Barbara Miller May 17, 2018

Lisa Cessna has never been to Brooklyn, but she has a bridge she wants to sell you.

How’d you like to be the new owner of the Hodgens Bridge over Buffalo Creek at Walker Hill Road near Taylorstown in bucolic Washington County?

With a mere three-ton weight limit, county officials know the Hodgens Bridge needs to be replaced, according to Cessna, who, as executive director of the Washington County Planning Commission, oversees county bridges.

“We’re trying to mitigate the loss of a historic structure,” Cessna said this week.

The new owner can’t buy the bridge and set up a tollbooth. The bridge will have to be moved.

If it’s still standing somewhere next year, the Hodgens Bridge will reach the ripe old age of 130, predating mass production of the automobile.

The sale is being advertised on a PennDOT website until August. If no one’s shopping for a span, the county has permission to demolish it.

It’s safe to say it has outlived those who built it. According to the “Historic Bridges” website, Hodgens was constructed by Penn Bridge Co. of Beaver Falls, Beaver County.

“Historic metal truss bridges are an important part of Pennsylvania’s industrial heritage,” wrote Howard Pollman, director for the Pennsylvania Historical and Museum Commission’s external affairs, in response to an email inquiry.
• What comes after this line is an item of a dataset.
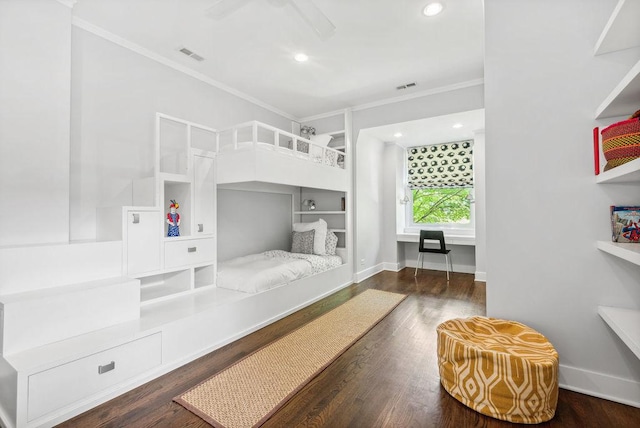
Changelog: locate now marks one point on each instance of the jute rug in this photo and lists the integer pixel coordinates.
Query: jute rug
(247, 393)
“Unfortunately, modern traffic needs and a lack of maintenance funding have accelerated the loss of these bridges in recent years, with over 50 percent of the population of metal truss bridges being lost since 2001.

“In an effort to preserve these bridges, PennDOT, in concert with the State Historic Preservation Office, have developed a management plan that includes marketing metal truss bridges that can no longer meet the needs of their crossing.”

Interested in both preservation and serving the needs of the modern traveling public, the state Historical and Museum Commission gave Washington County some leeway in dealing with a pair of its old bridges.

The county proposed a deal: It would save the Potter Bridge, also known as the Robinson Run Road Bridge in West Finley Township, and move it to a new walking and biking trail being developed at Cross Creek County Park near West Middletown. The Potter Bridge, built in 1881, is also considered a historic structure.

“We offered to add the Hodgens Bridge to PennDOT’s marketing website in hopes of finding a new owner who could adaptively reuse the bridge,” Pollman wrote.

Washington County agreed and the bridge is currently on the website https://www.paprojectpath.org/penndot-crm/bridges/bridges-fo....

The bridge is referred to as the Walker Hill Road Bridge on the website.

For bridge aficionados, the “Historic Bridges” website describes the Hodgens Bridge as a metal, seven-panel, pin-connected Pratt through truss.

Cessna looked into disassembling the Hodgens Bridge, and, because of its 100-foot length, the cost would be about $700,000.

“That one’s a really big structure,” she said. “If there are no takers, we’re then allowed to demolish it and move on.”

Offers for the bridge are being accepted until Aug. 15.